If it be considered, as seems to be the defendant’s position and the holding of my colleague, that the impregnation of the sponge block with glycerine created the compound of cellulose (and that up to that stage no compound of cellulose existed), then the act which created the compound of cellulose also made it into the article, to wit, a synthetic sponge, which determines its classification under paragraph 31 (b) (2), sufra. It should be noted that the provision in paragraph 31 (b) (2) is not for articles made from compounds of cellulose, which would require the preexistence of the compound of cellulose as a material (Cohn & Lewis v. United States, 25 C. C. P. A. (Customs) 220, T. D. 49335), but is for compounds of cellulose, made into articles.

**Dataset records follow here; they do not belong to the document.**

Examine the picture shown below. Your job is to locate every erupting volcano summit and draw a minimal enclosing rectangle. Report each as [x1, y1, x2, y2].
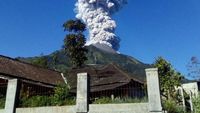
[75, 0, 127, 51]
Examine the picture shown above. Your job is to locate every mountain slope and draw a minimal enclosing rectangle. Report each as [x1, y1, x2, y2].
[17, 45, 150, 80]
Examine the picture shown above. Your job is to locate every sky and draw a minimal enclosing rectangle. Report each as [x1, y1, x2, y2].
[0, 0, 200, 75]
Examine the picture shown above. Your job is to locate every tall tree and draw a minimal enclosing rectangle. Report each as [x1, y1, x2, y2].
[63, 20, 87, 67]
[154, 57, 182, 99]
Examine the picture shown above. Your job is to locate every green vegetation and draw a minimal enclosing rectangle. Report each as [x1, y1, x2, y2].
[19, 85, 76, 107]
[154, 57, 183, 113]
[154, 57, 182, 100]
[93, 97, 148, 104]
[0, 97, 6, 109]
[63, 20, 87, 67]
[163, 100, 185, 113]
[31, 56, 48, 68]
[193, 92, 200, 113]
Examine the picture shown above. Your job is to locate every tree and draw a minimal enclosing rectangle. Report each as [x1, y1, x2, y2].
[63, 20, 87, 67]
[187, 56, 200, 80]
[31, 56, 48, 68]
[154, 57, 182, 100]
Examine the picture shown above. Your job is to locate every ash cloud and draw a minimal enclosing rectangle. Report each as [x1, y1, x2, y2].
[75, 0, 127, 51]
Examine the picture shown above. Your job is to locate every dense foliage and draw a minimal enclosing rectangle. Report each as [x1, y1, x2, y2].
[19, 85, 76, 107]
[154, 57, 182, 100]
[193, 92, 200, 113]
[63, 20, 87, 67]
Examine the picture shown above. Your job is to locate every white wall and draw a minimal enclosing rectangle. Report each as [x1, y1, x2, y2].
[12, 103, 148, 113]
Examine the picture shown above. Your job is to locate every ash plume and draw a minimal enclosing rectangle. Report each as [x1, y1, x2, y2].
[75, 0, 127, 51]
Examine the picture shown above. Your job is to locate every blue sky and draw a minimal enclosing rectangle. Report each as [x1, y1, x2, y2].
[0, 0, 200, 75]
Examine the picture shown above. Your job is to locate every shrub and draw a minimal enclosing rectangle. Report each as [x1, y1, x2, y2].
[193, 95, 200, 113]
[0, 97, 6, 109]
[163, 100, 184, 113]
[19, 85, 76, 107]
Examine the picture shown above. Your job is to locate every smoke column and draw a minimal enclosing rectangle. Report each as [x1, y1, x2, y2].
[75, 0, 127, 51]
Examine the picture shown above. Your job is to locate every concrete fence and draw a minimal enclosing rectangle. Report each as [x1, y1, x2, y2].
[0, 68, 162, 113]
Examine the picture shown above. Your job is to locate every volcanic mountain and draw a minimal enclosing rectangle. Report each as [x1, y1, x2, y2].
[16, 45, 151, 80]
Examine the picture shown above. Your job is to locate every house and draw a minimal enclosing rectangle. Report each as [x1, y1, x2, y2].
[0, 55, 65, 96]
[67, 64, 145, 98]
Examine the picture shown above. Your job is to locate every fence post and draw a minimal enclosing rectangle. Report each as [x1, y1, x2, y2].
[145, 68, 162, 113]
[5, 79, 18, 113]
[76, 73, 89, 113]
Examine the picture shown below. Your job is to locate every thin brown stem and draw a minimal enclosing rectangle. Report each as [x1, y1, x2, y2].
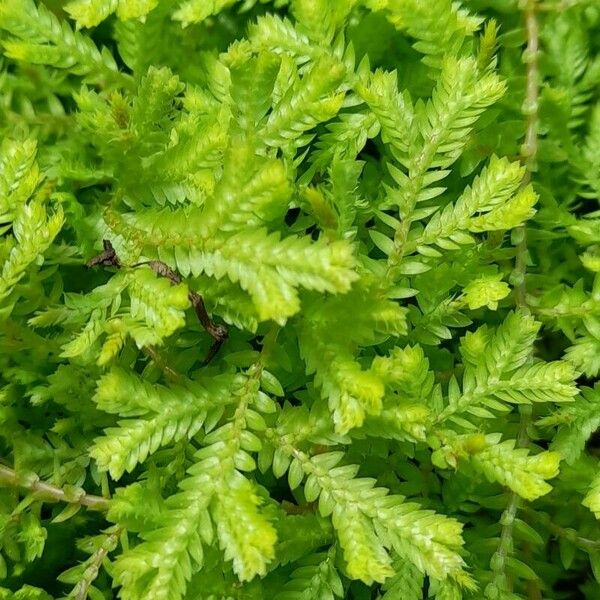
[486, 0, 541, 600]
[0, 465, 109, 511]
[69, 527, 123, 600]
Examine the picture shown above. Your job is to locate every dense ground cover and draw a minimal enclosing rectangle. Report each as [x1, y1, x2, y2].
[0, 0, 600, 600]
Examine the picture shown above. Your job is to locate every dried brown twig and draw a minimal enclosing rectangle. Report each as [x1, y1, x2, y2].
[86, 240, 228, 365]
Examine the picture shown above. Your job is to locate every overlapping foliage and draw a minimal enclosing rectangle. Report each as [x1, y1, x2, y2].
[0, 0, 600, 600]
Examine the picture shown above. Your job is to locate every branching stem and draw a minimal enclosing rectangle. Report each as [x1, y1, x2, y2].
[0, 465, 109, 511]
[486, 0, 541, 600]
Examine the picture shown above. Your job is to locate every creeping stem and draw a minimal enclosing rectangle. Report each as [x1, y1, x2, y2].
[87, 240, 228, 365]
[486, 0, 542, 600]
[0, 465, 109, 511]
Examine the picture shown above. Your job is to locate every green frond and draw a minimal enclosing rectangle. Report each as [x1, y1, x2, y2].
[112, 479, 214, 600]
[90, 369, 233, 480]
[173, 0, 236, 27]
[355, 69, 416, 156]
[292, 452, 463, 583]
[260, 57, 345, 154]
[300, 330, 384, 433]
[0, 139, 41, 224]
[414, 157, 531, 250]
[0, 200, 64, 310]
[65, 0, 159, 27]
[127, 269, 190, 343]
[291, 0, 358, 44]
[540, 386, 600, 464]
[438, 312, 577, 426]
[0, 0, 124, 83]
[248, 14, 321, 63]
[565, 336, 600, 377]
[381, 557, 424, 600]
[119, 211, 357, 323]
[65, 0, 119, 27]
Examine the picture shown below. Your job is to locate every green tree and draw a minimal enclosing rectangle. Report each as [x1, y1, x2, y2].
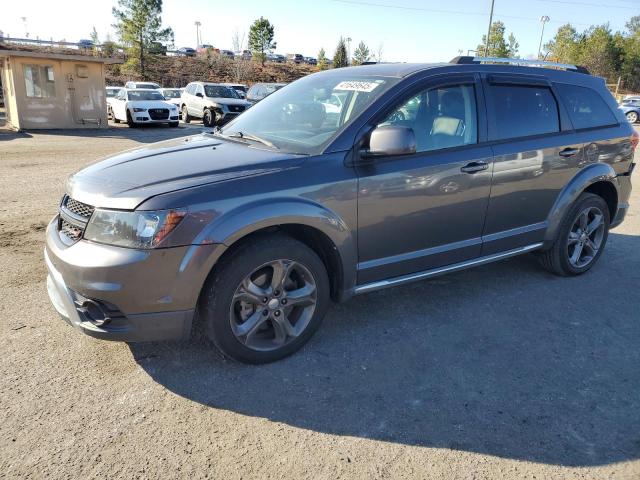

It seems to me, however, that the compound of cellulose was created at an earlier stage, namely, when the hemp rovings were united with the viscose solution in the treatment of the so-called “sponge mix.” In my view, even though both the viscose solution and the hemp rovings are characterized as cellulose, one regenerated and the other natural, their union created a compound of cellulose within the meaning of the term as used in paragraph 31 (b), that is to say, the combination of viscose, or regenerated cellulose, with hemp, or natural cellulose, in order to achieve the different benefits of both types of cellulose in the resultant product, formed a compound of cellulose within the contemplation of the statute. The subsequent processes of molding, etc., made that compound into an article, a synthetic sponge.